On a table at the centre of the Chennai Photo Biennale office in Adyar, laid out is a detailed map of Chennai, its various locations of historic and cultural significance marked clearly. Chennai Photo Biennale trustees Varun Gupta, Gayatri Nair, Shuchi Kapoor and Helmut Schippert (director of Goethe Institut) surround it, engaged in an intense discussion — planning for the third edition of CPB, scheduled for next year, has already begun.
Sitting with them are the four recently announced curators: Chennai-based researcher Bhooma Padmanabhan, photographer Arko Datto from Kolkata, artist Boaz Levin from Berlin and researcher and lecturer Kerstin Meincke from Essen, Germany.
The shift from a single curator to four — a healthy mix of photographers, researchers and visual artistes from two countries — makes sense, given the much larger scale of the festival. The third edition of CPB will be held from December 9, 2020 to February 6, 2021: a total of 60 days, twice the length of the previous editions.
“We wanted to provide the visual component to the sabha season,” Varun remarks. Moreover, other festivals across the country, including Delhi’s India Art Fair, Goa’s Serendipity Arts Festival and the Kochi-Muziris Biennale, are also held around this time.
“We hope to capitalise on this group of moving art travellers,” he says, adding that Pongal would also mean more visitors to the beaches. “Last edition, the 15 projected curations displayed, brought a footfall of around 8,00,000 people to Elliots Beach on weekends alone.”
For the past 10 days, Bhooma, Arko Datto, Boaz and Kerstin have been touring the city with the CPB team, looking at possible venues and meeting with artist collectives.

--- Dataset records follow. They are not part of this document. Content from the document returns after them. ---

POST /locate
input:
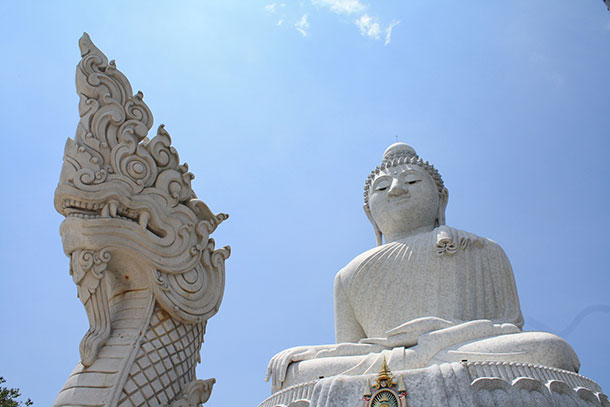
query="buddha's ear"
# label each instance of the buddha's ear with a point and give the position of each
(378, 234)
(442, 205)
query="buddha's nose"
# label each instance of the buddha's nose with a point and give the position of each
(397, 188)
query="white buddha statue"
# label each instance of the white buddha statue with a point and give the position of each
(430, 295)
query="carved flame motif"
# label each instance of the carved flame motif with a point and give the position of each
(140, 248)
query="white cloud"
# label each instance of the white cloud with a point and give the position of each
(368, 26)
(388, 31)
(302, 25)
(341, 6)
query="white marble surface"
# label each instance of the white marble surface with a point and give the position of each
(141, 255)
(427, 294)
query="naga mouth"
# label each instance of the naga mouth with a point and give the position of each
(110, 209)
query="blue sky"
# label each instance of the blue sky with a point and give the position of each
(281, 110)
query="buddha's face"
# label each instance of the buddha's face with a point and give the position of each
(402, 199)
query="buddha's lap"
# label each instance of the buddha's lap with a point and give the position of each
(540, 348)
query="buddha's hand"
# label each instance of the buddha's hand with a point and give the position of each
(406, 335)
(349, 349)
(278, 365)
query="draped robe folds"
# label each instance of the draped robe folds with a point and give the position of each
(409, 279)
(447, 275)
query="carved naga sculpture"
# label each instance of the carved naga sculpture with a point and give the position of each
(140, 249)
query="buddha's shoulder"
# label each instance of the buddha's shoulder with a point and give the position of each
(443, 241)
(351, 267)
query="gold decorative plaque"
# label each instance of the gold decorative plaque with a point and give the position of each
(383, 393)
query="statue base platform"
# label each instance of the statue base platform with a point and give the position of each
(452, 385)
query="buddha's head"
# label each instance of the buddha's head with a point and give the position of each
(404, 194)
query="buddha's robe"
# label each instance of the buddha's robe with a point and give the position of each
(426, 275)
(439, 296)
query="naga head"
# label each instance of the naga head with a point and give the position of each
(126, 198)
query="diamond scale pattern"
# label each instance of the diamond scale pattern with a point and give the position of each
(165, 362)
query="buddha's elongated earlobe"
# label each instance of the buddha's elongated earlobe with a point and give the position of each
(442, 205)
(378, 234)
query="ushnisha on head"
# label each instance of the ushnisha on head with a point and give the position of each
(404, 195)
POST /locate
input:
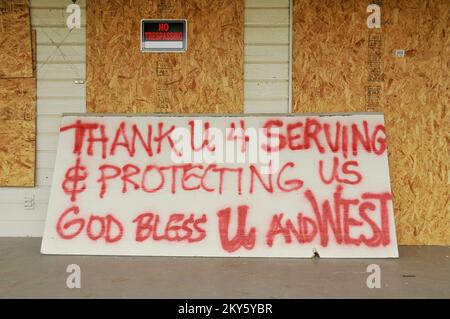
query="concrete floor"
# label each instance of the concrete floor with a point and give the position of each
(420, 272)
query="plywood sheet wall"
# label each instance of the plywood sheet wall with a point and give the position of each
(17, 95)
(15, 40)
(332, 71)
(208, 78)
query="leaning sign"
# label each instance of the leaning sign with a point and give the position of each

This is the first time that the four of them are working together. “The past week has been as much about us getting to know each other, waking up together, eating together and sharing ideas, as it has been about exploring the city,” says Arko.
Bhooma adds that for her, it was like re-discovering the city. “It was a crash course in Chennai’s ecology, infrastructure, development and politics,” says Boaz, who is visiting India for the second time.
What is most interesting for this transcultural team, is understanding the different approaches to photography — it opens up a new way of mapping the city. “We are conscious of the fact that we are engaging with photography as a medium when it is the most accessible, and what that means,” says Bhooma.
One of CPB’s highlights has been its success in re-awakening the city to its heritage spaces. In fact, the Senate House, believes Varun, overshadowed most other venues.
Public spaces and forgotten heritage will once again be a focus for CPB in 2020. We are also looking to display interesting archival material, which hasn’t been shown before. That is something we are looking forward to,” says Kerstin.
The process of curation will not be strictly structured, but for the next 365 days, the team will constantly be on the lookout for talent, ideas and possible collaborations. “Wherever we go from now on, whomever we visit, we will have our CPB glasses on,” says Bhooma.